Withnall concluded, “Perhaps the message to take away is that people are getting more creative when insulting one another — a whole range of derivatives of the four-letter Middle English swear word “c***” have been added this year, including c**ted, c**ting, c**tish and c**ty*, all adjectives.”
Many years ago, an OED was compulsory for any secondary school pupil and my generation, lacking television and the internet, amused ourselves by looking up swear words, especially those four-letter ones meaning “intercourse” or delving into Chaucer’s Canterbury’s Tales. Our “set book” from the works of Shakespeare was Henry V and while forced to memorise lines like “Once more into the breach dear friends, once more” did not need any major effort to quote, “Pistol’s cock is up and flashing fire will follow.”
It is not that the “C” word in question is not well known to us.
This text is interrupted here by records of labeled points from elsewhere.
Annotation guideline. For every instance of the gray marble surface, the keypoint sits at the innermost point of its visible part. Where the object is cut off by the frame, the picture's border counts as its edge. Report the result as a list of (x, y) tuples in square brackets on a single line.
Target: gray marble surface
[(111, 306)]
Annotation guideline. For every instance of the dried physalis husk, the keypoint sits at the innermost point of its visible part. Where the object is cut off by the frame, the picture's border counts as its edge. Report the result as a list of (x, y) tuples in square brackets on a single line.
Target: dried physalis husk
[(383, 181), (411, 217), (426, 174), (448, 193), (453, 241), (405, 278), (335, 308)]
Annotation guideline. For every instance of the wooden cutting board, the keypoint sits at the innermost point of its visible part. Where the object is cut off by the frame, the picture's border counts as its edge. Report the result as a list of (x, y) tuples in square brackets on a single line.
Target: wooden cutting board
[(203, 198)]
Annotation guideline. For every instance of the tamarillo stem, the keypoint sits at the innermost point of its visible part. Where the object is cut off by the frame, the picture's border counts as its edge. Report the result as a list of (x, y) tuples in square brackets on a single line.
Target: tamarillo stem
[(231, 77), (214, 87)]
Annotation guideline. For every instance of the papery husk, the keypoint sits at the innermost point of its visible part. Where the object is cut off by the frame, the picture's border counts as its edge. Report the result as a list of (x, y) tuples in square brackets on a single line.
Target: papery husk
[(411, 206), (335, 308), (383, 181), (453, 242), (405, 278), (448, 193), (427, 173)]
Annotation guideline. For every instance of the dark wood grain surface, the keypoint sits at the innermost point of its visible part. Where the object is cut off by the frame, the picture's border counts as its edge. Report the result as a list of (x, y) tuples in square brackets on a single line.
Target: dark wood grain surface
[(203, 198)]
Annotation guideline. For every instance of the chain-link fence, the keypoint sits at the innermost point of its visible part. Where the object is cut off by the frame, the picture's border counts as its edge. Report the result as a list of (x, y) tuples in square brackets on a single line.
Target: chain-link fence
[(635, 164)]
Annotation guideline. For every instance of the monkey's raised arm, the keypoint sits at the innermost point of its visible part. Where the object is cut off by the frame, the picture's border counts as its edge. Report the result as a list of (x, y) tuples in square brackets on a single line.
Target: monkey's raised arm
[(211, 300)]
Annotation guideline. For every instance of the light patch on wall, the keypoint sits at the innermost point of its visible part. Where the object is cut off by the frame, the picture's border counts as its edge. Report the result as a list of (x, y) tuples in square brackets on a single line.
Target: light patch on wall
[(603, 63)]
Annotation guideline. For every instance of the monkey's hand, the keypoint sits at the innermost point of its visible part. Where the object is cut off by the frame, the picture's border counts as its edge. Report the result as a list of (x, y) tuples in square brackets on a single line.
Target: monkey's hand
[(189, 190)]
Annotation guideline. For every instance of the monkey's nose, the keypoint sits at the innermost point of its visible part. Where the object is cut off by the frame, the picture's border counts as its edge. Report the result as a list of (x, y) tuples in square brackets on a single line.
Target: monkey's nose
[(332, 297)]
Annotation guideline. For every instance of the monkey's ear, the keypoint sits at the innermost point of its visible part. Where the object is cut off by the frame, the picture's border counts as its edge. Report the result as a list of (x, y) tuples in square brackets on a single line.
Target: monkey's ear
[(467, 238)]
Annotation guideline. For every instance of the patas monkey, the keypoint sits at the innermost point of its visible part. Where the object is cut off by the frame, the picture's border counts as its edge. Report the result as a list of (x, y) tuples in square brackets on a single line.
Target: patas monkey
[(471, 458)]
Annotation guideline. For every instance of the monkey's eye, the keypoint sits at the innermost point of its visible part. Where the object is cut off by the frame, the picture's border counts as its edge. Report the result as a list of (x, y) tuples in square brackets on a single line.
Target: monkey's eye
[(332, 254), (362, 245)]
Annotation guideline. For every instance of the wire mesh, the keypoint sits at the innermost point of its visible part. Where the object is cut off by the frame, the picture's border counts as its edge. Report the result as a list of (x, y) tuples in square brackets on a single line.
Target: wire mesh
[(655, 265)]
To go back to Henry V it is as familiar in our mouths as household words and to many it is a familiarity that breeds not just contempt but other offspring too numerous to mention. In our days though, the other adjectival derivations now in the OED were both unknown and unused. It fact, the word and its usage in Trinidad prompted our school principal, an Irishman belonging to the Presentation Brothers, a Catholic teaching order, to muse about our way with words and their significance to us.
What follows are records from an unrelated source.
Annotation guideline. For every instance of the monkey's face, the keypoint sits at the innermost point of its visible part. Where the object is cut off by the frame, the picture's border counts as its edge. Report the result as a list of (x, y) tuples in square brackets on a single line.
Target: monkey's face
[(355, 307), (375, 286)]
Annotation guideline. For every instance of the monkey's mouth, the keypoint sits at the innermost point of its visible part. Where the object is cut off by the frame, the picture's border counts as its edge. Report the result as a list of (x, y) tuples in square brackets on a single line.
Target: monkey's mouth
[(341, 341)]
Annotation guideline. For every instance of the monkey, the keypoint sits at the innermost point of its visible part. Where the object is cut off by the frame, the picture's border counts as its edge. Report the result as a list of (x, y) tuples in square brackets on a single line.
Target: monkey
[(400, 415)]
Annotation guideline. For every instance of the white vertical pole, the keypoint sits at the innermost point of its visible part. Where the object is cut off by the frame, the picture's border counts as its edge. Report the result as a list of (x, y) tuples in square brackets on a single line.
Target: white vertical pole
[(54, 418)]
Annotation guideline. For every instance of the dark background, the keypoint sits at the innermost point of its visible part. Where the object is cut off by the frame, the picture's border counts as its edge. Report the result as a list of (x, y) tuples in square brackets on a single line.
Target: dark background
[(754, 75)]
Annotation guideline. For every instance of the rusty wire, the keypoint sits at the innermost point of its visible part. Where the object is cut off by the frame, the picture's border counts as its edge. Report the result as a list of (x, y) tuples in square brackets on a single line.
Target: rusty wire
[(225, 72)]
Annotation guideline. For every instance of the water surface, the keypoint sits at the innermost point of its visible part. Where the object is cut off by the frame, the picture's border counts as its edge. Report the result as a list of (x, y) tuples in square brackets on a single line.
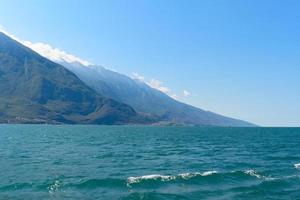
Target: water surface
[(136, 162)]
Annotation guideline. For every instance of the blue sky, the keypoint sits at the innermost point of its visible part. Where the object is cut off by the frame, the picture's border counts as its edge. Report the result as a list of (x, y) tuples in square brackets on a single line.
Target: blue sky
[(238, 58)]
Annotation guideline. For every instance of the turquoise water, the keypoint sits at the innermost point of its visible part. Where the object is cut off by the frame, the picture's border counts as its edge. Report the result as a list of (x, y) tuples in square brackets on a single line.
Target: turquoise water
[(123, 162)]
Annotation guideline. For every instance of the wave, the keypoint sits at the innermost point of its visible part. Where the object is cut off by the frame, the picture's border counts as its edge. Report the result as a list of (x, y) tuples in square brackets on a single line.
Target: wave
[(195, 175), (186, 176)]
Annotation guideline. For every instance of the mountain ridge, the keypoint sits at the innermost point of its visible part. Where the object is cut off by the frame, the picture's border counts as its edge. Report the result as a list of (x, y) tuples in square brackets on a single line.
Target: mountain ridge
[(146, 99), (36, 90)]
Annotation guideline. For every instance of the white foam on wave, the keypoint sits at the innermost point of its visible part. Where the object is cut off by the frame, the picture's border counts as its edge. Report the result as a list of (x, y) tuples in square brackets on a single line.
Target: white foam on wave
[(297, 166), (185, 176), (253, 173), (149, 177), (54, 187)]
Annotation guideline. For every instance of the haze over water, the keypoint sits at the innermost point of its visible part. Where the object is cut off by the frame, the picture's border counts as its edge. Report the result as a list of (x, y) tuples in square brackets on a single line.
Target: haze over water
[(139, 162)]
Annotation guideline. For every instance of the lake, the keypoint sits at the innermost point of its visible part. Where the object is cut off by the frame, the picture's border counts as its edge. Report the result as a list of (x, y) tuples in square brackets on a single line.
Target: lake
[(141, 162)]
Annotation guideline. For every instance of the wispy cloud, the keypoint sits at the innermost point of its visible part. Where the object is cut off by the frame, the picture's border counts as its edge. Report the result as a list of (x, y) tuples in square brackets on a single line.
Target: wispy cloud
[(186, 93), (48, 51), (157, 84), (138, 76)]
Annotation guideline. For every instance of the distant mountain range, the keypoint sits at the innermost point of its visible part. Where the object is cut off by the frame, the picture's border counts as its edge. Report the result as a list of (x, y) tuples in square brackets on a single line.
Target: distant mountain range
[(36, 90)]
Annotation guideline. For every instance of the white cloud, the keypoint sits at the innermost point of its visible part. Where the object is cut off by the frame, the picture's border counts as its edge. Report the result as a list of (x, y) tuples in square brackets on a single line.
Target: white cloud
[(186, 93), (48, 51), (156, 84), (138, 76)]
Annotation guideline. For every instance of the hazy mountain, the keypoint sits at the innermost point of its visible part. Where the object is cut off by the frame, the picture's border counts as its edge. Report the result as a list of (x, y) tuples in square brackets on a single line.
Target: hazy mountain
[(36, 90), (146, 99)]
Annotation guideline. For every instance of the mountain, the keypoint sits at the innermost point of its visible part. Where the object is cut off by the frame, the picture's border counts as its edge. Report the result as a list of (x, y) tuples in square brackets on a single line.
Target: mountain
[(36, 90), (145, 99)]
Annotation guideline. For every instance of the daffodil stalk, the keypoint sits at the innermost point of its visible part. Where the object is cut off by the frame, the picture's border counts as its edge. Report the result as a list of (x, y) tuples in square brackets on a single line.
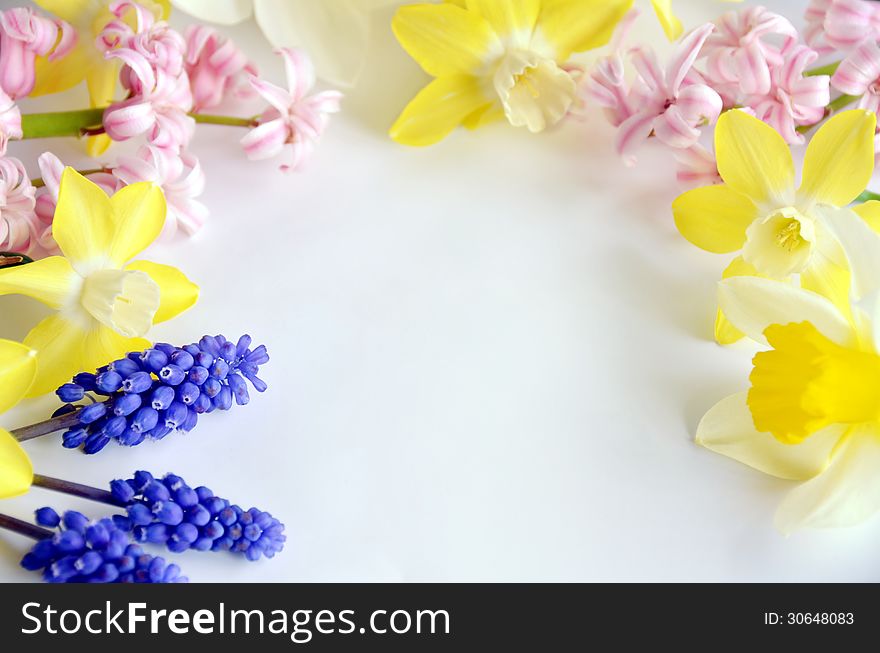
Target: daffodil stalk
[(88, 122)]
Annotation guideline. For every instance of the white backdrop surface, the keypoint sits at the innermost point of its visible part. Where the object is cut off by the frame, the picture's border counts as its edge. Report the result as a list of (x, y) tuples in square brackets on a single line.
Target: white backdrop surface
[(489, 358)]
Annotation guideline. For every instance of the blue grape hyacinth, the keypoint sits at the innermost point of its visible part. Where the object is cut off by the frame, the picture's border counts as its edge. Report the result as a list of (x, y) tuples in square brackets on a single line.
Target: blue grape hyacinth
[(84, 551), (152, 393), (169, 512)]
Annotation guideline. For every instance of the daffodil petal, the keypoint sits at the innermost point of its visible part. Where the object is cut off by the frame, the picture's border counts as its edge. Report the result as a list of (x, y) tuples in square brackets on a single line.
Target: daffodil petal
[(728, 428), (50, 280), (567, 26), (83, 226), (828, 279), (177, 292), (753, 158), (725, 332), (139, 212), (103, 345), (16, 471), (18, 367), (845, 494), (59, 345), (752, 304), (672, 26), (861, 245), (513, 19), (714, 218), (438, 109), (228, 12), (445, 39), (839, 161)]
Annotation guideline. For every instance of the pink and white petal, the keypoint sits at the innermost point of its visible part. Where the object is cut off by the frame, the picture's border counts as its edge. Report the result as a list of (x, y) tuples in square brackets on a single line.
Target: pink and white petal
[(632, 134), (274, 95), (699, 103), (845, 494), (674, 130), (266, 140)]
Two boys were brought before him for fighting. He asked one of the boys why this had happened. The boy replied, “He curse my mother. Brother he tell me my mother’s (new word in the OED).” The principal could not understand why an anatomical term without any further embellishment could provoke such a violent response. He kept asking, “But what did he tell you?” without understanding the power of the word in the Trinidad context.
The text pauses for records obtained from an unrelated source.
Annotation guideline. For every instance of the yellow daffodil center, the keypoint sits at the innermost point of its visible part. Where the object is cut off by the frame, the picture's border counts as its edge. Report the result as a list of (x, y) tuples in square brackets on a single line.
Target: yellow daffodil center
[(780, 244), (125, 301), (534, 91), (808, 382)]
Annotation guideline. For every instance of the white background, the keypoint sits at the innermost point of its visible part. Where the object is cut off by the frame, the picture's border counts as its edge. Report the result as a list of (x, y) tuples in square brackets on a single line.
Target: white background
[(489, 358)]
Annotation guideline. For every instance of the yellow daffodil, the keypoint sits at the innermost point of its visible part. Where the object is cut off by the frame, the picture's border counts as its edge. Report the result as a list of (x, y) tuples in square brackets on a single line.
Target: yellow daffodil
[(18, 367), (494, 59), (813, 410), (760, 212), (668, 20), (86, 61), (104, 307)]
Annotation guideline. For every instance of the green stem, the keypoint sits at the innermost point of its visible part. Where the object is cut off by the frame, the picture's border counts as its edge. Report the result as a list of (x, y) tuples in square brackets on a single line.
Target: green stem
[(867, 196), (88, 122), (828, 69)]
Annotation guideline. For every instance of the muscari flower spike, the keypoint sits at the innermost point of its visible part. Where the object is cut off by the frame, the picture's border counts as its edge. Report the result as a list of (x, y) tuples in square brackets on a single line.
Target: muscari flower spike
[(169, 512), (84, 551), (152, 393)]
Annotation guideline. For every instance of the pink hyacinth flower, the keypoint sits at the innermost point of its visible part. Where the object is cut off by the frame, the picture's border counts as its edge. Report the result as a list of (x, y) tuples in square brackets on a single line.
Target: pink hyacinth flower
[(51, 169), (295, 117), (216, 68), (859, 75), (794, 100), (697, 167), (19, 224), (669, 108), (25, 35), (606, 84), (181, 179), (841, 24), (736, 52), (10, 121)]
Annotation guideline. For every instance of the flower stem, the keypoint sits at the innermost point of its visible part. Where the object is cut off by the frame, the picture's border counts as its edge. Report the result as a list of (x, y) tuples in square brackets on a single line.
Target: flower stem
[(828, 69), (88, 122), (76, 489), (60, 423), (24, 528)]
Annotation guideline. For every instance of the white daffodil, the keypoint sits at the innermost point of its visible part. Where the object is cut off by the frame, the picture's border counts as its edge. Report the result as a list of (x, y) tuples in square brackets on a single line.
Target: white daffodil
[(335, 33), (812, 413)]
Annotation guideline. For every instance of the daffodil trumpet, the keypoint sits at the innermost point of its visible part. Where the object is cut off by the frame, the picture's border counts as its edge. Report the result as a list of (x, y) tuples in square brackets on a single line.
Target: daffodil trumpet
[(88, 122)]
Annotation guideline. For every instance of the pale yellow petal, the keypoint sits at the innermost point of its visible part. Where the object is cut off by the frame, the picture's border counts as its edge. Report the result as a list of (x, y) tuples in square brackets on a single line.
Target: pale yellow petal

Of course (back to Henry V) the principal whipped the offending Adam out of both boys but reformation never came either in a flood or all at once. In fact, that particular word preceded by “mother” has caused more fights and even deaths in schools and rum-shops throughout Trinidad than any other issue including the honour of wives or the merits of a particular religion or football team over another. My fear is related to the situation where a radio announcer was extolling the virtues of a particular brand of gas and boasted, “It has more adjectives in it than any other gas.” My problem is that with the “C” section being boosted by other adjectives, it is just a matter of time before the name of the classic novel by Alexandre Dumas, The Count of Monte Cristo is changed irrevocably and ends up in the “C” Section. This is highly possible since a fifth word is in the “C” section and refers to a late 19th century term derived from the Latin cunnus ‘vulva’ + lingere ‘lick’. This word, when it eventually became known, was greeted with great glee by my generation and was actually seized upon and applied to our classmates and their predilections without restraint or accuracy. For today’s internet generation this does not raise an eyebrow, alarm or physical reaction.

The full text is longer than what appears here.